The Hut's interior is dimensionally folded, making mapping difficult. Higher levels of the Hut occupy the same dimensional space as lower levels. The Hut can "steal" many spells that attempt to modify its environment, ignoring them, memorizing them, and then using them against their original casters at will. If subjected to spells like identify or stone tell, it will lie to the casters, admitting only one truth: its name, the Dancing Hut of Baba Yaga. It is entirely immune to other spells; the only effects that can conceivably harm it are an orb of annihilation, dimensional mine, or disintegration chamber large enough to contain it. The Hut will "dance" (planeshift) away from these items as fast as it can.

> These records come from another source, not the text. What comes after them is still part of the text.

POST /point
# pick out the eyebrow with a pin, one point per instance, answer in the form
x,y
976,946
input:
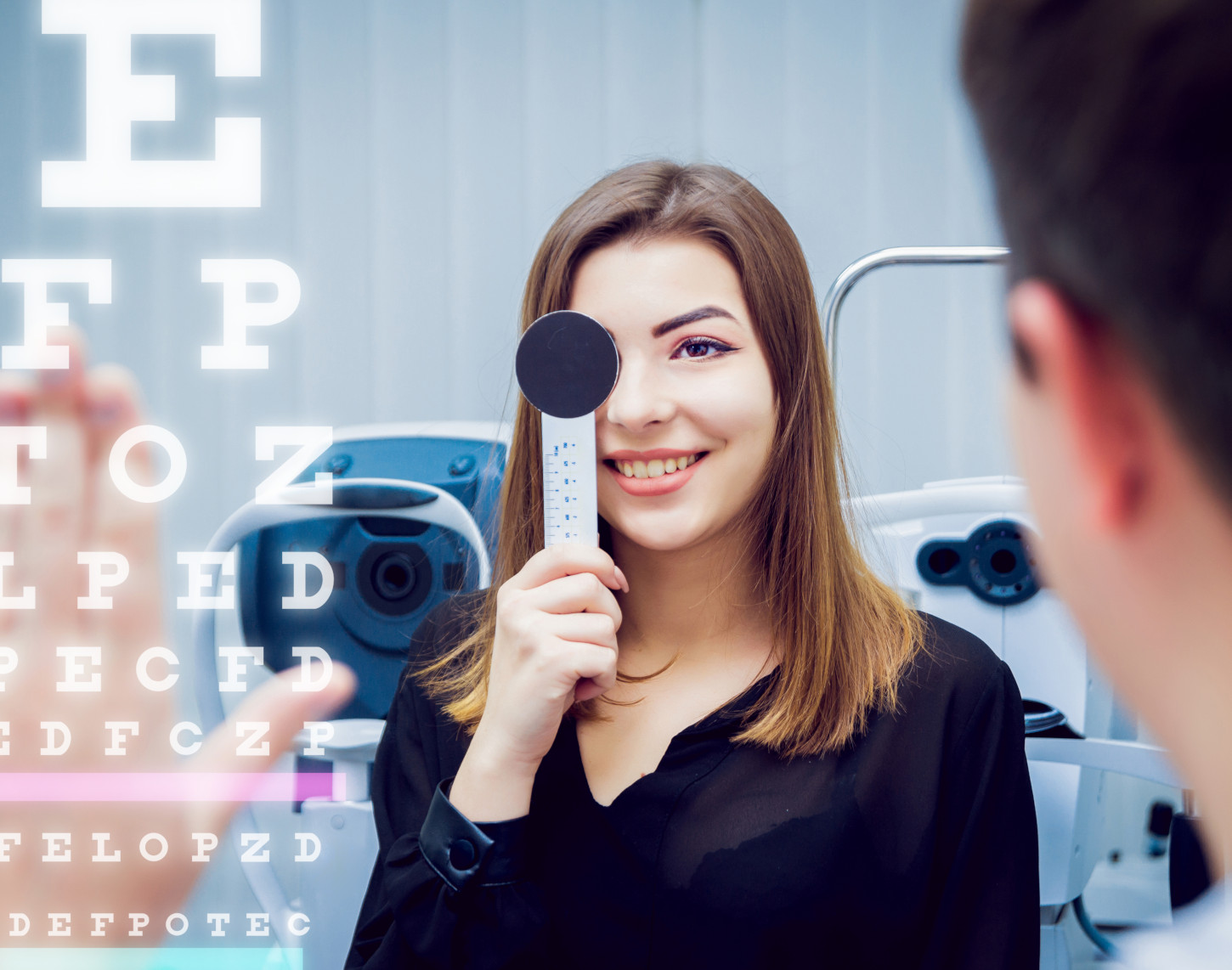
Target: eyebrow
x,y
701,313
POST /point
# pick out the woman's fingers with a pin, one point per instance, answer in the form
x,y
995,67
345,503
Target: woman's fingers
x,y
585,628
277,704
574,594
593,668
567,561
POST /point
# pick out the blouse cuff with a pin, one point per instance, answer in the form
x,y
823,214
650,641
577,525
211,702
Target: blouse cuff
x,y
462,852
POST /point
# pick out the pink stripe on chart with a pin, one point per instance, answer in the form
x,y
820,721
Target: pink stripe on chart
x,y
172,786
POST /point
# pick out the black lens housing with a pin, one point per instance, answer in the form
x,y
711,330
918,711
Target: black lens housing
x,y
993,561
394,578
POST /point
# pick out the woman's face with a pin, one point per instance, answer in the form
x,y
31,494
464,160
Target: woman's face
x,y
684,436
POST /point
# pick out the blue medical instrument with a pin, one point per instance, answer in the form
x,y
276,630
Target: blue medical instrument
x,y
405,529
567,364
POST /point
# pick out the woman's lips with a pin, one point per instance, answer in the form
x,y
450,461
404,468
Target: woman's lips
x,y
660,485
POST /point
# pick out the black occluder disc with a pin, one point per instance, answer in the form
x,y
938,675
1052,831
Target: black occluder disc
x,y
567,364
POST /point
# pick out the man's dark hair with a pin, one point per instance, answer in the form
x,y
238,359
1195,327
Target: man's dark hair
x,y
1108,126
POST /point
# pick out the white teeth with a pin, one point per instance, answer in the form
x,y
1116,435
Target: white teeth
x,y
654,468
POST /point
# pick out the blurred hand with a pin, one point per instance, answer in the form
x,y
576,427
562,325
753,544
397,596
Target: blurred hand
x,y
555,644
76,507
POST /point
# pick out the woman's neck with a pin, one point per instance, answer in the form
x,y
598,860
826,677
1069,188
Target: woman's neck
x,y
698,603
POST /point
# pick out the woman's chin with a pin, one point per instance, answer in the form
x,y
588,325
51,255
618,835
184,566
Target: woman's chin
x,y
664,536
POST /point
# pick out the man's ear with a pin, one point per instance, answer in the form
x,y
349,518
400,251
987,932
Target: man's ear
x,y
1081,381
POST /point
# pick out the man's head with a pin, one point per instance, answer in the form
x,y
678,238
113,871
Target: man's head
x,y
1108,126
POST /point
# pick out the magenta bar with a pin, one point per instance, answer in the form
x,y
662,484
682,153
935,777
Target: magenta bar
x,y
170,786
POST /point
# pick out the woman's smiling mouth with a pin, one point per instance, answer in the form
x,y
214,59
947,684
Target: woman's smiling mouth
x,y
652,473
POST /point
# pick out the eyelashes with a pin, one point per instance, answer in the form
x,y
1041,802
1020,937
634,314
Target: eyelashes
x,y
709,348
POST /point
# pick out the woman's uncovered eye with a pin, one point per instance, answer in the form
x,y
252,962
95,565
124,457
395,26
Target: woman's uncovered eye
x,y
701,347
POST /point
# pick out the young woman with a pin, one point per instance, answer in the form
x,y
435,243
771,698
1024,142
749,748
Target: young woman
x,y
717,739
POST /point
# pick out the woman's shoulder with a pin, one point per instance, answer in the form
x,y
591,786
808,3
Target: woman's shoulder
x,y
958,674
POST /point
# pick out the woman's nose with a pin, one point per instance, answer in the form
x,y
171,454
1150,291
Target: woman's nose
x,y
638,399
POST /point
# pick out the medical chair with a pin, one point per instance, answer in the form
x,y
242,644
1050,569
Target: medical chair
x,y
961,551
412,506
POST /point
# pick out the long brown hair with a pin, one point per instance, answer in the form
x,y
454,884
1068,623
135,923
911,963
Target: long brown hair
x,y
844,636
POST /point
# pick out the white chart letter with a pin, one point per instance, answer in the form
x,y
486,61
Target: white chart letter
x,y
115,98
35,274
235,353
300,599
33,437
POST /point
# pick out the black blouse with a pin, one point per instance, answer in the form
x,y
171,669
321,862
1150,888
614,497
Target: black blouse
x,y
913,849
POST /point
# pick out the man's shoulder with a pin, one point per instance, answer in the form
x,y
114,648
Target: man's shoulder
x,y
1199,939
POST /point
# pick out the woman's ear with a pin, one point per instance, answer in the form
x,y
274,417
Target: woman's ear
x,y
1078,414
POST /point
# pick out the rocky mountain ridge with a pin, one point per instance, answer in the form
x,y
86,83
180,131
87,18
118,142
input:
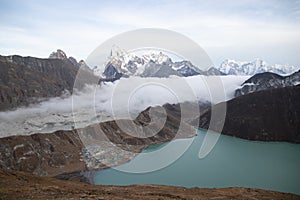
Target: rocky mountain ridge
x,y
39,188
26,80
267,80
232,67
268,115
154,64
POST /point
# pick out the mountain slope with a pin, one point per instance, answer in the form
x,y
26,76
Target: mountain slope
x,y
19,185
25,80
266,81
232,67
154,64
269,115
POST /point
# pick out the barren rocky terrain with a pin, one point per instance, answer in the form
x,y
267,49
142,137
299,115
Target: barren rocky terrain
x,y
20,185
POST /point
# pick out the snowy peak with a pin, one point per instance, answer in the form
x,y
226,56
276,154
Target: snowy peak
x,y
151,64
232,67
59,54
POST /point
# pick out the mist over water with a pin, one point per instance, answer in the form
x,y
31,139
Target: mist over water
x,y
96,103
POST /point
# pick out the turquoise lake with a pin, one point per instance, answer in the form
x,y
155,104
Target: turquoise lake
x,y
232,162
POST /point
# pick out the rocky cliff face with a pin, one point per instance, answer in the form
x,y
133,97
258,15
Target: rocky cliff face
x,y
40,188
25,80
266,81
269,115
62,152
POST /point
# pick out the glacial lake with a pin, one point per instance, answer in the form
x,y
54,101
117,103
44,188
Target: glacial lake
x,y
232,162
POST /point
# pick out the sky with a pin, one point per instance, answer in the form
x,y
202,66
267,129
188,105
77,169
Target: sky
x,y
242,30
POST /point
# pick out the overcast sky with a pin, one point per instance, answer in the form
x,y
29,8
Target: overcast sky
x,y
240,30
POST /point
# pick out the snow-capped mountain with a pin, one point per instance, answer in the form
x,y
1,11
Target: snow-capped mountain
x,y
267,80
154,64
232,67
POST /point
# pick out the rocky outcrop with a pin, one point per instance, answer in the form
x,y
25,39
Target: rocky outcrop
x,y
25,80
267,80
18,185
61,152
269,115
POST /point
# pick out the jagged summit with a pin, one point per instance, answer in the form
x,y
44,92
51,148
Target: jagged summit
x,y
59,54
150,64
232,67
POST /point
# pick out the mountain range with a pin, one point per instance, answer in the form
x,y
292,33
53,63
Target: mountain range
x,y
232,67
154,64
26,80
267,80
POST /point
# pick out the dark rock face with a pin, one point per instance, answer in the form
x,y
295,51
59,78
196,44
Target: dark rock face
x,y
42,154
266,81
25,80
39,188
111,72
270,115
60,152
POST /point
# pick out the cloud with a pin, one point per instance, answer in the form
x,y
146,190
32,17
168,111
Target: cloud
x,y
122,99
224,28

The hut dances between planes of existence. On each world it visits, its exact appearance changes. Sometimes it is circular, sometimes hexagonal. Its interior layout also changes each time, basing itself on a different geometric shape. Objects may disappear or reappear, and those who have taken up permanent residence within the Hut may change as well (including Baba Yaga herself, though temporary visitors remain the same). Baba Yaga herself always knows the layout of her home, regardless of the shape it takes.

The appearance of Baba Yaga's Hut is momentous. Baba Yaga typically sets her artifact down in a woodland clearing, surrounding it with a fence made of magically animated bones and skulls. All animals within a five-mile radius flee from it immediately, as if a forest fire were behind them. From a great distance away, observers hear the crashing of thunder and great trees as storms brew around the witch's flying cauldron and trees uproot and reroot themselves to make way for her passage and then hide her path. Because Baba Yaga has enslaved the forces of Light, Darkness, and Twilight, time itself seems unnaturally distorted on worlds where Baba Yaga is visiting; the night may last 36 hours, or 24 hours may go by without the sun setting.